E essa atenção primária, com todos esses problemas, é EXTREMAMENTE bem avaliada. [...] A outra marca é de... a coisa da proximidade da casa, que é uma característica da atenção primária. As pessoas percebem que isso é importante. Né?

Ao mesmo tempo em que em algum momento também isso desvaloriza (DEPOIMENTO – GF1, 2013).

A gente viu muito isso, essa coisa da grandeza do que isso representou para a comunidade naquela hora. Lógico, se eu tenho um modelo tradicional que eu tinha uma oferta, na minha cesta básica, de um pediatra, de um gineco e de um clínico, e depois vem um cara que é o suprassumo e que vai ser tudo para mim, isso é complicado dele entender. Mas por outro lado, ninguém nunca pisou na minha casa.

Ninguém nunca me conheceu pelo nome (DEPOIMENTO – GF1, 2013).

Agora eu sei também a potência clínica e a potência de cuidados que a gente conseguiu disparar, mesmo num banheiro público improvisado. O Jenipapo, o barracão, um corredorzinho [...] e o que a gente formou de residentes, [...] Residente, doutorando, enfermeirando, mestrando... Todo mundo lá dentro e a gente disputando com muita paixão aquele território (DEPOIMENTO – GF1, 2013).
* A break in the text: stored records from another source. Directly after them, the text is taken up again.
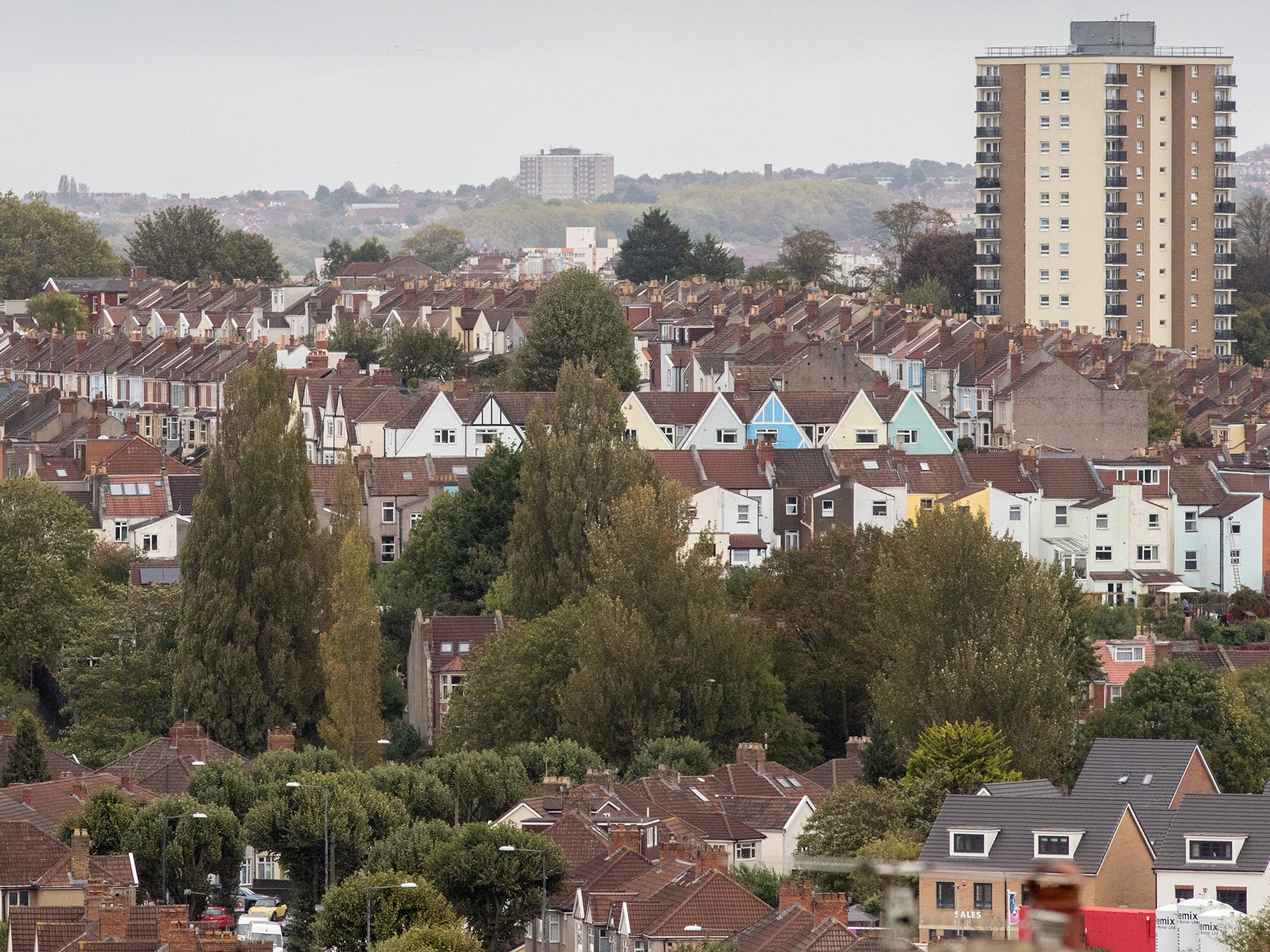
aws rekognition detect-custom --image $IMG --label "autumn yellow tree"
[318,526,383,767]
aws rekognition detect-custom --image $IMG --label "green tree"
[242,772,409,922]
[905,718,1024,793]
[318,526,383,767]
[508,738,605,783]
[441,603,587,749]
[613,208,692,284]
[27,291,87,334]
[123,793,246,905]
[776,227,838,284]
[687,231,745,281]
[508,360,654,619]
[559,481,815,769]
[366,820,455,876]
[517,268,639,390]
[859,720,907,787]
[57,787,137,854]
[1080,661,1270,793]
[873,508,1085,777]
[899,231,975,314]
[404,227,468,274]
[326,315,383,371]
[383,324,468,383]
[57,583,180,767]
[216,231,282,282]
[0,192,120,298]
[0,711,53,787]
[626,738,715,779]
[321,237,353,280]
[187,758,257,820]
[380,442,521,627]
[127,205,224,281]
[0,476,93,681]
[314,871,464,952]
[173,348,322,752]
[428,822,569,952]
[750,527,887,754]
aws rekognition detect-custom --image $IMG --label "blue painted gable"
[745,390,812,449]
[887,392,954,453]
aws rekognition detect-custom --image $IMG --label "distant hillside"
[445,177,893,249]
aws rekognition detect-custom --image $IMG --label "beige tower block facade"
[975,22,1236,355]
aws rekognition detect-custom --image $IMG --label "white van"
[234,915,283,950]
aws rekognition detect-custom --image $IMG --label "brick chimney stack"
[737,746,775,773]
[696,847,728,878]
[71,827,91,882]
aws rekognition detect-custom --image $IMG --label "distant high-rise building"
[974,20,1235,356]
[520,149,613,202]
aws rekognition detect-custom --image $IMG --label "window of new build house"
[952,832,987,855]
[1217,886,1248,914]
[974,882,992,909]
[1186,839,1235,862]
[935,882,956,909]
[1036,832,1072,855]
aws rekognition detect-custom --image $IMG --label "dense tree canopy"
[613,208,692,283]
[0,192,120,298]
[517,268,639,390]
[405,221,468,274]
[173,348,322,752]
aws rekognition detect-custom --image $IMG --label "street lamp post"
[366,882,417,952]
[498,844,548,952]
[161,814,207,905]
[287,781,330,899]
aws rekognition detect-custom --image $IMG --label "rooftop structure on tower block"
[974,20,1236,358]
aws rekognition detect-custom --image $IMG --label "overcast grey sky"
[0,0,1270,195]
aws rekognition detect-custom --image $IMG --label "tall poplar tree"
[173,348,322,754]
[507,361,654,618]
[318,526,383,767]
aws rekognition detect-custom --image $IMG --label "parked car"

O primeiro momento, correspondente à gestão 2001-2004, foi associado à grande expansão da ESF, com ampliação do investimento financeiro, mas também a uma expansão mais frágil e lenta da média complexidade, situação apontada com um dos obstáculos ao funcionamento do NASF, implantado no terceiro momento (gestão 2009-2012), pois não tinham uma retaguarda especializada em quantidade suficiente para encaminhar os casos identificados com as equipes.

Eu estava me lembrando também do acréscimo de incentivo que a saúde teve, FINANCEIRA, a gente nunca tinha alcançado o piso e a gente ultrapassou o piso, nessa gestão, de valor de... (DEPOIMENTO – GF2, 2013).

Porque eu peguei o processo de expansão e a média complexidade ela começou a expandir, mas a expandir de uma forma muito lenta, né (DEPOIMENTO – GF2, 2013)?

[...] o NASF chega de paraquedas, sem uma rede já montada, nesse aspecto. Então, a gente vinha de um processo de organização e estruturação de rede, que não deu conta, não sei se por ter expandido demais ou por briga de interesse político e mudança no projeto. E o profissional do NASF questionava: ‘Eu vou discutir o caso, mas eu mando para onde?’ (DEPOIMENTO – GF2, 2013).